Salina è storicamente un’isola a profonda vocazione agricola, che ha poi virato la sua economia, verso l’offerta turistica.
Oggi è importante più che mai connettere le due cose: agricoltura e turismo.
Se vogliamo guardare al futuro, che vuol dire pensare a un turismo che possa consolidarsi nel tempo e dare frutti duraturi, non possiamo pensarlo slegato dall’economia agricola. Il turismo può solo avvantaggiarsi da un’agricoltura fiorente.
Faccio un esempio semplice: produrre vino (ma anche altro) e proporlo ai turisti con l’informazione giusta significa creare una vetrina privilegiata per i nostri prodotti. Il turista è la persona che porterà altrove il prodotto e l’informazione. E tutto questo funziona bene perché passa dall’esperienza diretta e dall’assaggio: chi viene qui e prova i capperi di Salina capisce che sono buoni, e sono diversi dai capperi che si trovano in giro. E allora li vuole e li raccomanda. Io credo che questa debba essere la strada da percorrere: turismo e agricoltura possono insieme rilanciare e valorizzare la terra e i suoi frutti. Altrimenti ogni vocazione turistica è destinata a languire.
Una grande cosa sarebbe realizzare la zonazione dell’isola. Abbiamo terreni tra loro molto diversi perché frutto di attività eruttive avvenute in tempi consecutivi. Bisognerebbe classificarli e censirli. E allora si vedrebbe che le terre verso il mare sono più vocate per i rossi, quelle mediane per la malvasia passita e quelle nei versanti più alti per la malvasia da vinificare secca. Queste sono le mie ipotesi esperienziali, ma andrebbe fatto un serio lavoro di zonazione di cui tutti i produttori si avvantaggerebbero.

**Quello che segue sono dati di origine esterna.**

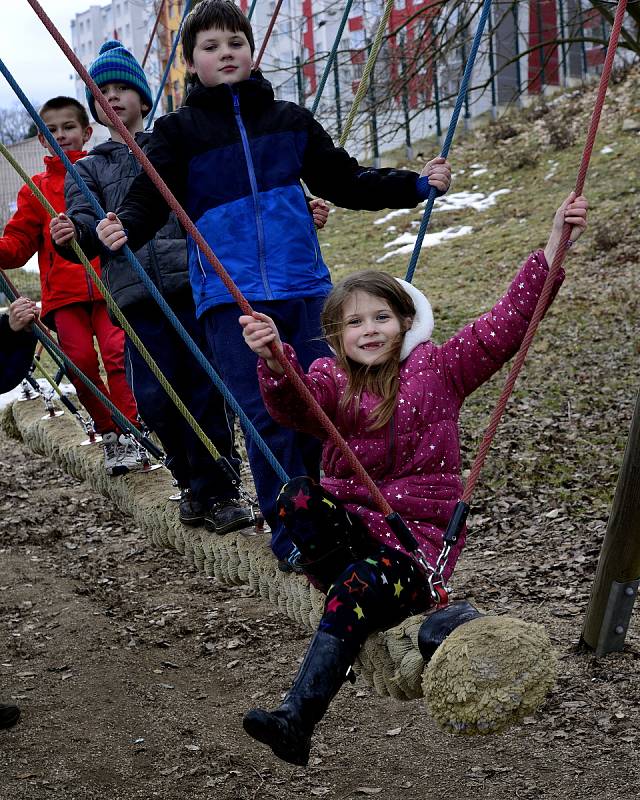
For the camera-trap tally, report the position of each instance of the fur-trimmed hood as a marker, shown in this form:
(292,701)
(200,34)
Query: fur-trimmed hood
(422,325)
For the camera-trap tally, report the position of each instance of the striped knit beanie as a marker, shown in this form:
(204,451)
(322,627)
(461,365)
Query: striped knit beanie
(116,64)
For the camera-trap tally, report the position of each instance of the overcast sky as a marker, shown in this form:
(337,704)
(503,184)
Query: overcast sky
(29,52)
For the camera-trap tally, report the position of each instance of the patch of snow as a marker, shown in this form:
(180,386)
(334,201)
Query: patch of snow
(14,394)
(408,240)
(391,215)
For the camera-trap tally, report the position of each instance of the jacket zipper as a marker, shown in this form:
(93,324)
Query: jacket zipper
(391,456)
(254,192)
(150,248)
(155,264)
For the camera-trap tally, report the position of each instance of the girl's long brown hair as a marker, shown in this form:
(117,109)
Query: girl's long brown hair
(379,380)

La seconda tematica verso cui la viticoltura dell’isola e delle isole tutte dovrebbe guardare con estrema tensione è l’agricoltura rispettosa dell’ambiente ovvero biologica. Perché rispettare l’ambiente crea un beneficio per tutti. Qui da noi, inoltre, le condizioni pedoclimatiche sono molto favorevoli per rinunciare a trattamenti o ausili di sintesi. Siamo una Riserva naturale dal 1984 e la cultura ambientale deve far parte di tutti noi.
Da qui mi collego alla terza sfida del futuro: fare vini sempre più territoriali. Se tu operi nel rispetto della pianta e della terra, senza invasioni con prodotti di sintesi, avrai un’uva sana che esprime appieno il terreno in cui è nata e cresciuta. Quest’uva forte e sana ti consentirà di rinunciare a ogni artificio enologico, a partire dall’utilizzo di lieviti selezionati che tolgono ogni specificità che le uve autoctone possono imprimere al vino. Cito le principali: malvasia di Lipari, corinto nero, nerello mescalese, perticone e grillo.

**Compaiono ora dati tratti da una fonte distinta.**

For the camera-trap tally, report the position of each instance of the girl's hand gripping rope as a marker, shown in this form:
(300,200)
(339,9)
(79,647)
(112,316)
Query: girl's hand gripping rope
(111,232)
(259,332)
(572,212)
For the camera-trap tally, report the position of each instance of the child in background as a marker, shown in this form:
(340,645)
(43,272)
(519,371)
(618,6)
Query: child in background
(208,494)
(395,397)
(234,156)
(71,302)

Nelle altre isole la produzione vitivinicola è molto ridotta. Ma qualche produttore c’è, oggi più di ieri. E sono convinto che dopo la sbornia totale del turismo finalizzato a se stesso debba esserci un ritorno all’agricoltura. Le due cose sono connesse. C’è un numero crescente di persone che chiedono prodotti agricoli caratterizzati localmente, sani e con una storia. Noi li abbiamo e li potremmo avere maggiormente, per rispondere a questa crescente sensibilità e domanda.

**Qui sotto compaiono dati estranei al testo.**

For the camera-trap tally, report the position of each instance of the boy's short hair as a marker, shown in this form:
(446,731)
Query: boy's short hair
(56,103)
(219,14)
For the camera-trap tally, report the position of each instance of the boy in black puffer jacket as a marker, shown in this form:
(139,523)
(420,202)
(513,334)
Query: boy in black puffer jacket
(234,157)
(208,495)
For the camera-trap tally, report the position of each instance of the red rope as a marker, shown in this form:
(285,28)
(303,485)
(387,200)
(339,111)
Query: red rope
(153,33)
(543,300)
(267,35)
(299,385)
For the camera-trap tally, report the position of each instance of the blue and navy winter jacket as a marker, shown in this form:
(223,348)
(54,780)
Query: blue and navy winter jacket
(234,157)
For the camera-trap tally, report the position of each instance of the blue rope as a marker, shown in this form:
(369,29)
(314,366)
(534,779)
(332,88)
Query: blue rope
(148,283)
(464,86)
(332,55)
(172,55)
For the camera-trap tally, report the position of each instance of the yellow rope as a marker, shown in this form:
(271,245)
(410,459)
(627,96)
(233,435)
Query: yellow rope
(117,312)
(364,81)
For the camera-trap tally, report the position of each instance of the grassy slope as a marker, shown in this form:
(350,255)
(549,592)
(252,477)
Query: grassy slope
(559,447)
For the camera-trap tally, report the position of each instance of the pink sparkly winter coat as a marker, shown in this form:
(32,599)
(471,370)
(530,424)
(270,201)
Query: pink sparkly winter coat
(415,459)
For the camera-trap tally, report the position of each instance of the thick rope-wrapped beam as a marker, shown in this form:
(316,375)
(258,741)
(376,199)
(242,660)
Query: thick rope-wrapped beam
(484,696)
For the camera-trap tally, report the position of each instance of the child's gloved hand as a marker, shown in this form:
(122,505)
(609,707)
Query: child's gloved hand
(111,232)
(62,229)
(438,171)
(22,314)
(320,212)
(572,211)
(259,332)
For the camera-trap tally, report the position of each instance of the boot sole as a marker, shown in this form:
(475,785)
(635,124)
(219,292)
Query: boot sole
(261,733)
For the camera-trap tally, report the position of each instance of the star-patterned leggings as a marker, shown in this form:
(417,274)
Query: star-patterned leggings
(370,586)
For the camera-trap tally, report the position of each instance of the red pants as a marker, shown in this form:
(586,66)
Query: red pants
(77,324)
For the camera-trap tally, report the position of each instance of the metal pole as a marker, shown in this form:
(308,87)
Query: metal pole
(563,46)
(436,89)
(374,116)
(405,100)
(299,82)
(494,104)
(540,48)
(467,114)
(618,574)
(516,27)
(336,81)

Il turismo è ormai nel Dna delle nostre isole ma deve legarsi allo sviluppo agricolo ecocompatibile del territorio. Ridare vita alle economie agricole significa anche mutare il tessuto antropologico di un luogo. La concentrazione totale sul turismo stagionale ha sfilacciato il legame delle persone, quelle che vivono qui, con il territorio e anche le relazioni. Io credo che sia necessario un poco tornare indietro per andare avanti.